42) The Client agrees to pay all incidental costs incurred by the Consultant related to non-payment of any account including bank charges, collection fees, legal costs and any other costs incurred as a result of non-payment.

Confidentiality and Non-Disclosure

43) The Agreement creates a confidential relationship between Client and Consultant. During the term of this Agreement, Client and Consultant may each have access to and become acquainted with various proprietary information concerning the other party’s business affairs, strategies, future plans, markets, clients, relationships, vendors, finances, properties, methods of operation, designs, concepts, computer programs, employees, documentation, and other such information whether written, oral, or otherwise (the “Trade Secrets”), and agree that these Trade Secrets are confidential in nature. During the term of this Agreement and until such time as each of the Trade Secrets are made public by their respective owners and are no longer confidential in nature, the Consultant, Client, and all employees and/or agents of both shall not directly or indirectly make public, discuss or disclose to any third party any of the Trade Secrets, and shall not use them in any way for commercial benefit.

Non-payment

44) The parties agree that in the event of non-payment by the client, whether deliberate or accidental, the Consultant may charge interest at the rate specified under Victorian statute from the day immediately following the date payment is due until the debt is paid in full.

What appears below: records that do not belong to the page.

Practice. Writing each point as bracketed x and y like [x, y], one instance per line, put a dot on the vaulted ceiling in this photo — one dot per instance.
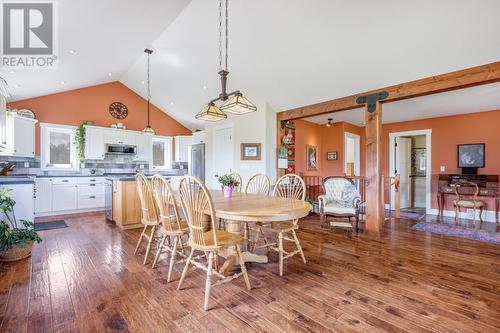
[289, 53]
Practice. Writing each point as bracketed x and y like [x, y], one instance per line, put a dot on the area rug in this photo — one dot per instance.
[41, 226]
[455, 231]
[405, 215]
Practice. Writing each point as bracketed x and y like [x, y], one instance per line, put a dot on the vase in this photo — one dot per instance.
[17, 252]
[228, 191]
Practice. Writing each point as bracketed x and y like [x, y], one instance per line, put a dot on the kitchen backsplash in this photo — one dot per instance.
[111, 164]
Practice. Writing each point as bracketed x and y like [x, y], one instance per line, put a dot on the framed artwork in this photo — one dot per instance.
[312, 157]
[471, 155]
[418, 162]
[250, 151]
[331, 156]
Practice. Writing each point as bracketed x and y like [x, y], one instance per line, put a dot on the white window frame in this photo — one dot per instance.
[45, 130]
[167, 141]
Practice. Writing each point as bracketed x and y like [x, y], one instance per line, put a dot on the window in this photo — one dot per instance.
[58, 150]
[162, 153]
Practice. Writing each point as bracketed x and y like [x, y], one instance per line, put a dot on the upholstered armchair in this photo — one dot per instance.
[341, 200]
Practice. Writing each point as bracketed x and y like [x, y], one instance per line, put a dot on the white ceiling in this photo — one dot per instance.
[108, 36]
[469, 100]
[289, 53]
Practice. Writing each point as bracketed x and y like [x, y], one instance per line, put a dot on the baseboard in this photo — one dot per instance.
[488, 215]
[69, 212]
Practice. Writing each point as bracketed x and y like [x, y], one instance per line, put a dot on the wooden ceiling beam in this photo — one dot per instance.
[464, 78]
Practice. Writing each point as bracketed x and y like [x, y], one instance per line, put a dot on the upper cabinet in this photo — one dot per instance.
[182, 142]
[19, 136]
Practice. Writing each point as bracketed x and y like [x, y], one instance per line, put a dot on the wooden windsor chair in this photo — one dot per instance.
[204, 236]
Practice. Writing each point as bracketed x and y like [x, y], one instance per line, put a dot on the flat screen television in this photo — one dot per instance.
[470, 157]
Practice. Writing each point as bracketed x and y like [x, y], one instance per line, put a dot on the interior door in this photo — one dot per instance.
[403, 167]
[223, 151]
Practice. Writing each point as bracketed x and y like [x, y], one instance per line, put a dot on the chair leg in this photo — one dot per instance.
[243, 267]
[151, 237]
[158, 252]
[140, 239]
[280, 248]
[299, 247]
[172, 258]
[185, 270]
[208, 282]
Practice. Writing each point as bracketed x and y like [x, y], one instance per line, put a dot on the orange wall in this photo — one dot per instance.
[91, 103]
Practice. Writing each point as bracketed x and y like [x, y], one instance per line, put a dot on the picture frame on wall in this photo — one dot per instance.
[312, 157]
[250, 151]
[331, 156]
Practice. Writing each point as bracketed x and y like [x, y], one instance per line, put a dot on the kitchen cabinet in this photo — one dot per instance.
[43, 195]
[64, 196]
[20, 136]
[94, 143]
[182, 142]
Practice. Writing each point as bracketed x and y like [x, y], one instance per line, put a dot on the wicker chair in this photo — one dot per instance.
[203, 234]
[149, 213]
[172, 225]
[341, 200]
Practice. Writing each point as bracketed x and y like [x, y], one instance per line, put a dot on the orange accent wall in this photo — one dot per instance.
[91, 103]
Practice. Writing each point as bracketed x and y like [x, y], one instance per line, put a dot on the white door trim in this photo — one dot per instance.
[428, 146]
[357, 152]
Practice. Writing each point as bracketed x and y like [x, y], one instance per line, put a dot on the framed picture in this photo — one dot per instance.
[312, 157]
[331, 156]
[471, 155]
[250, 151]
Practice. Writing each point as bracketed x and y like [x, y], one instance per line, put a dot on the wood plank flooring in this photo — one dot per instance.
[85, 278]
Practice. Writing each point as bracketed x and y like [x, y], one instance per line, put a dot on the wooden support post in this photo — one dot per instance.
[374, 187]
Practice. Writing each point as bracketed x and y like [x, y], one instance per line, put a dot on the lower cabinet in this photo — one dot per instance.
[59, 195]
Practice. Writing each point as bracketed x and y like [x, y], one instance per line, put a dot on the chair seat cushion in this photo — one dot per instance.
[467, 203]
[335, 208]
[223, 238]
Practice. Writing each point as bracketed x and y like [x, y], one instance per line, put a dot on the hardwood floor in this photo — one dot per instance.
[85, 278]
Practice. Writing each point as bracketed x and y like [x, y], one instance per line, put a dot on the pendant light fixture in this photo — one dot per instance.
[148, 129]
[234, 102]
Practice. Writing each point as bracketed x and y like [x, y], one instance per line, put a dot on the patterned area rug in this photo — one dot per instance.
[455, 231]
[405, 215]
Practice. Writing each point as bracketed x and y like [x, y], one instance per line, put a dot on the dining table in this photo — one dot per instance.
[243, 208]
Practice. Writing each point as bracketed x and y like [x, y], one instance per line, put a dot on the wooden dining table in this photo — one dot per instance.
[242, 207]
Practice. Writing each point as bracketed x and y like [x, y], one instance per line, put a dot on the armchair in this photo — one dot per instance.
[341, 199]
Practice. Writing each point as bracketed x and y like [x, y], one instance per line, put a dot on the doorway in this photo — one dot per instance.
[410, 157]
[352, 156]
[223, 150]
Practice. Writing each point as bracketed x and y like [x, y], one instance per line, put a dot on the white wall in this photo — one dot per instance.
[254, 127]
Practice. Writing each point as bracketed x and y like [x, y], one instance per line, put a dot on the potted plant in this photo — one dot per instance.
[228, 183]
[15, 242]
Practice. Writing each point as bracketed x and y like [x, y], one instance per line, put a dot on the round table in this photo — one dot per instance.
[242, 207]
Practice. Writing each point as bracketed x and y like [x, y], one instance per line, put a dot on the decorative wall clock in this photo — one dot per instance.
[118, 110]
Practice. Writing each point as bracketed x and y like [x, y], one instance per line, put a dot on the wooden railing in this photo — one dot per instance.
[388, 183]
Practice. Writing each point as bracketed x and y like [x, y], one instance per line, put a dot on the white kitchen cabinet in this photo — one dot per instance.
[94, 143]
[43, 195]
[64, 196]
[198, 137]
[181, 143]
[20, 136]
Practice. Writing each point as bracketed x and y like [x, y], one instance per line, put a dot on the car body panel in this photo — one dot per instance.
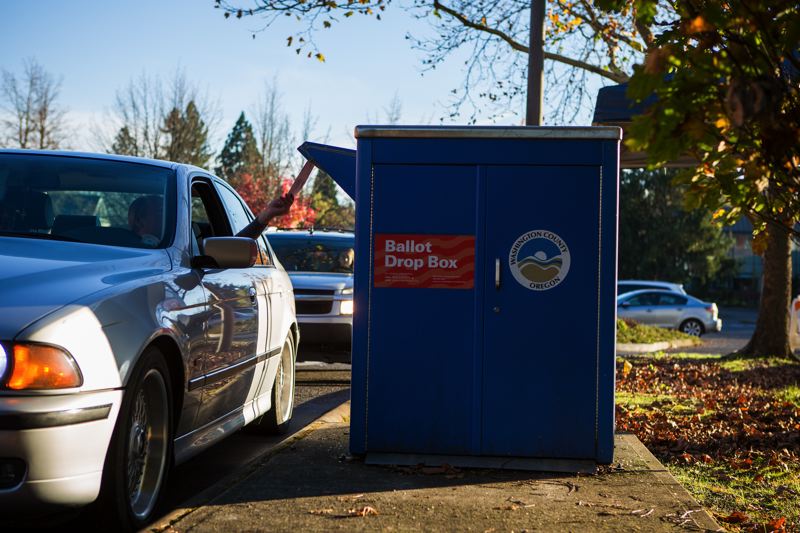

45) The Client agrees to pay all incidental costs incurred by the Consultant related to non-payment of any account including bank charges, collection fees, legal costs and any other costs incurred as a result of non-payment.

Whole Agreement

46) The parties agree that this written Agreement constitutes the whole of the Agreement between them in relation to the project and any and all other written or verbal undertakings are expressly excluded.